Possible concerns expressed by the Health and Safety Executive (HSE) about Dando cable percussion rigs have fuelled a rumour that all CP rigs could be banned.

A more general industry debate about the equipment highlighted a lack of rig drivers, who possess the necessary operating experience. HSE concerns over this were addressed once specialist training courses were established.

Given the nature of the equipment, especially smaller cut down examples, such as those used in basement investigations, a significant amount of manual handling can be required to set up and dismantle the equipment. There have also been concerns about shortcuts being taken over working at height, regarding setting up the tripod or replacing the cable.

Other concerns have surrounded the strength and stability of the frame. More powerful engines and heavier augers have the potential to overload the structure and the wire rope.

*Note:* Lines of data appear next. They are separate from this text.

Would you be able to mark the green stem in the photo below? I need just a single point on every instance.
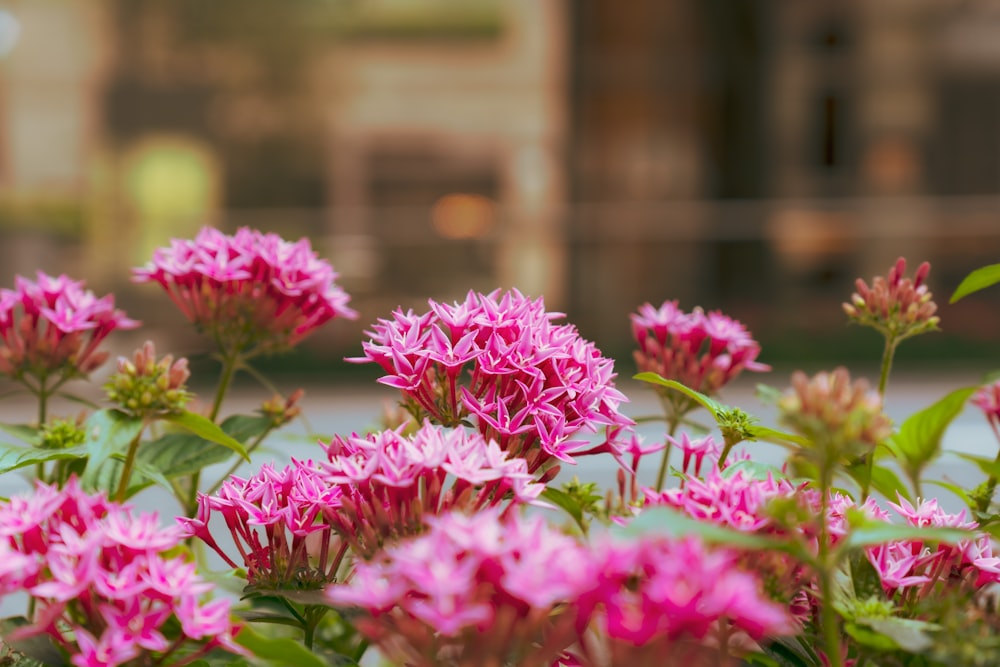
(827, 612)
(133, 447)
(239, 462)
(890, 351)
(661, 476)
(230, 362)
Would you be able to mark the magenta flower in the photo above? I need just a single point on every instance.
(94, 570)
(656, 601)
(253, 293)
(500, 361)
(276, 518)
(388, 483)
(472, 590)
(53, 329)
(701, 351)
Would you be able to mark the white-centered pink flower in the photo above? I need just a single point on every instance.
(251, 292)
(53, 328)
(105, 582)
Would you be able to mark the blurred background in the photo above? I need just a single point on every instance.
(753, 157)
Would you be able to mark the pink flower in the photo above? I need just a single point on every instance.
(107, 586)
(53, 328)
(500, 361)
(388, 483)
(253, 293)
(703, 352)
(655, 596)
(471, 586)
(271, 517)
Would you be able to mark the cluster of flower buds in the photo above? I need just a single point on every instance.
(276, 519)
(842, 419)
(254, 293)
(53, 328)
(499, 359)
(703, 351)
(109, 587)
(144, 386)
(389, 483)
(897, 307)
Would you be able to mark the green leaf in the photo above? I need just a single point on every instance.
(954, 488)
(567, 502)
(180, 454)
(40, 649)
(909, 634)
(668, 522)
(883, 480)
(919, 439)
(709, 404)
(108, 432)
(23, 432)
(282, 651)
(979, 279)
(13, 457)
(753, 470)
(208, 430)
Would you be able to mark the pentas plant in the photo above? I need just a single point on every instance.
(701, 351)
(107, 586)
(51, 331)
(253, 293)
(388, 483)
(499, 360)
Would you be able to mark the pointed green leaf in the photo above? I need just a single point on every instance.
(566, 502)
(883, 480)
(12, 457)
(709, 404)
(979, 279)
(282, 651)
(777, 437)
(208, 430)
(108, 432)
(919, 439)
(180, 454)
(23, 432)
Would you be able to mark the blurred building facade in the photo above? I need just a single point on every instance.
(753, 157)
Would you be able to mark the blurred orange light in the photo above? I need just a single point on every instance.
(462, 216)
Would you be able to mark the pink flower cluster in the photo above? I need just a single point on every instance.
(530, 384)
(252, 292)
(477, 589)
(656, 601)
(389, 482)
(737, 500)
(897, 307)
(912, 564)
(701, 351)
(279, 524)
(53, 327)
(482, 590)
(107, 583)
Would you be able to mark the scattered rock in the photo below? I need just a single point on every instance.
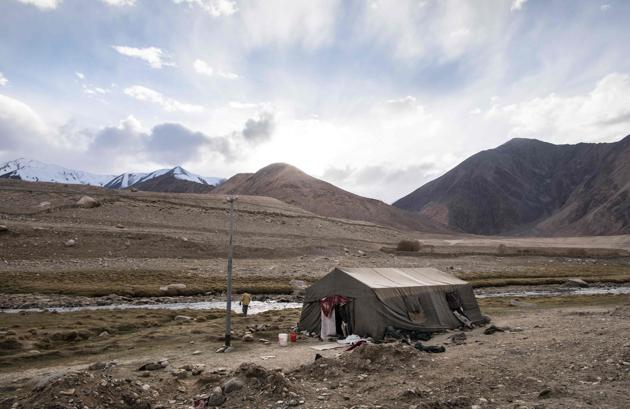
(88, 202)
(154, 366)
(522, 304)
(216, 397)
(173, 289)
(233, 384)
(459, 338)
(97, 366)
(493, 328)
(576, 283)
(248, 337)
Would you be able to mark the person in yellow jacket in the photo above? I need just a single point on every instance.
(245, 300)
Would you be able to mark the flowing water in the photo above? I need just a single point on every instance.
(553, 292)
(255, 307)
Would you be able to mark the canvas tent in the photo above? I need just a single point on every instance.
(368, 300)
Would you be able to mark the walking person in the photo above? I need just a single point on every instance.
(245, 300)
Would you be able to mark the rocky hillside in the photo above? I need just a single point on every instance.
(291, 185)
(530, 186)
(174, 180)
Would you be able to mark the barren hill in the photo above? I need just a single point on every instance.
(530, 186)
(291, 185)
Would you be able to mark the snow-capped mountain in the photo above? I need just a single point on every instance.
(125, 180)
(35, 171)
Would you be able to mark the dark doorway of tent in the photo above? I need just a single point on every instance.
(336, 315)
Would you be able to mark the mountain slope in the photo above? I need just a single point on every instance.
(176, 180)
(35, 171)
(530, 186)
(289, 184)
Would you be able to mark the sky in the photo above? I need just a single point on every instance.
(377, 97)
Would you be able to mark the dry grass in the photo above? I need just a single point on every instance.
(74, 336)
(501, 305)
(134, 283)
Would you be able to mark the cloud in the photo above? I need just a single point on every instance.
(602, 114)
(215, 8)
(19, 124)
(394, 182)
(439, 31)
(403, 105)
(43, 4)
(259, 129)
(168, 104)
(167, 143)
(127, 136)
(203, 68)
(310, 24)
(517, 5)
(120, 2)
(155, 57)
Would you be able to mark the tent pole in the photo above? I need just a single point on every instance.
(228, 311)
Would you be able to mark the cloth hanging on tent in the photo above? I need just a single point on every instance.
(329, 326)
(328, 303)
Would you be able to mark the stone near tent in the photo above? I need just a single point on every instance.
(44, 206)
(216, 397)
(576, 283)
(173, 289)
(88, 202)
(233, 384)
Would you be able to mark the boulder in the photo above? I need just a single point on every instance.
(216, 397)
(88, 202)
(173, 289)
(233, 384)
(576, 283)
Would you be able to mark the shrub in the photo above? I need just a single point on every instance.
(408, 245)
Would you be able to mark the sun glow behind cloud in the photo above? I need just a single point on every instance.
(377, 96)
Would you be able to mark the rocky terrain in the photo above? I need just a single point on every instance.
(291, 185)
(527, 186)
(76, 245)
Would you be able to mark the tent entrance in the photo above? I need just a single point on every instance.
(337, 313)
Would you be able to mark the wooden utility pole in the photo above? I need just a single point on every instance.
(228, 311)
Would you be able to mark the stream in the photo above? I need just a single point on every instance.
(256, 307)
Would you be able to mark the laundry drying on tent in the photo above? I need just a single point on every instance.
(366, 301)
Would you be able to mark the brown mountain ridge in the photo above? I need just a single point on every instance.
(527, 186)
(289, 184)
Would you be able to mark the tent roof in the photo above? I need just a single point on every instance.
(401, 277)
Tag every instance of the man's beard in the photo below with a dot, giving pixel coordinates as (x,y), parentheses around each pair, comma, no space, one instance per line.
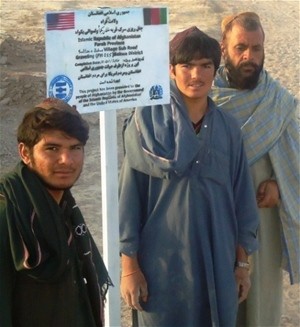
(236,78)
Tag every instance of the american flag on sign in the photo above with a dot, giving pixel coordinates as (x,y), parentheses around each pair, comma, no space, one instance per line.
(60,21)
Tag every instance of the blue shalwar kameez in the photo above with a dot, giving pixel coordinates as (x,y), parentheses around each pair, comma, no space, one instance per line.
(186,202)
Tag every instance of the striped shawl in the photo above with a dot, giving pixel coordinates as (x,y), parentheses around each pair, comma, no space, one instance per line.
(267,116)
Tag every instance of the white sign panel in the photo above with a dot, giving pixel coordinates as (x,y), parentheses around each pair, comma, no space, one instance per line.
(105,59)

Whether the rumour around Dando Drilling International’s rigs was based on a reported accident, is not known. The British Drilling Association (BDA) published a press release addressing the rumours on its website. It said: “Due to rumours and speculation recently regarding the manufacture of CP rigs by Dando Drilling International Ltd, the BDA has contacted them to ask for an official statement on the situation.”

In November 2017 Dando issued at statement saying that it is ceasing production of its current D2500 and D4000 cable percussion drilling rigs and will replace them with a new rig called the “Duke” which will be launched in early 2018. It added the “Duke” will incorporate several improvements including the ability to meet the new 2019 emissions standards.

The HSE responded to a freedom of information request on the subject in October 2017, from drilling professional Anthony Carpenter – this was published on his Linkedin blog – confirming it does not have a policy or programme to phase out use of CP rigs.

Any HSE investigation relating to flaws in industrial equipment design can have wider reaching implications. This is seen most often in the airline industry when a mechanical failure on an aircraft results in a whole fleet being grounded while the flawed component is re-engineered and replaced. It doesn’t result in a blanket ban on all air travel.

Cable percussion rigs are, and have been for many years, central to most geotechnical investigation work. Like any machine: if abused, poorly serviced or incorrectly operated, there is the potential for accidents to happen.

Ground & Water regularly uses cable percussion drilling as part of its geotechnical site investigations. We use trusted drilling contractors and require them to ensure their equipment is well maintained and driven by properly trained and experience operators.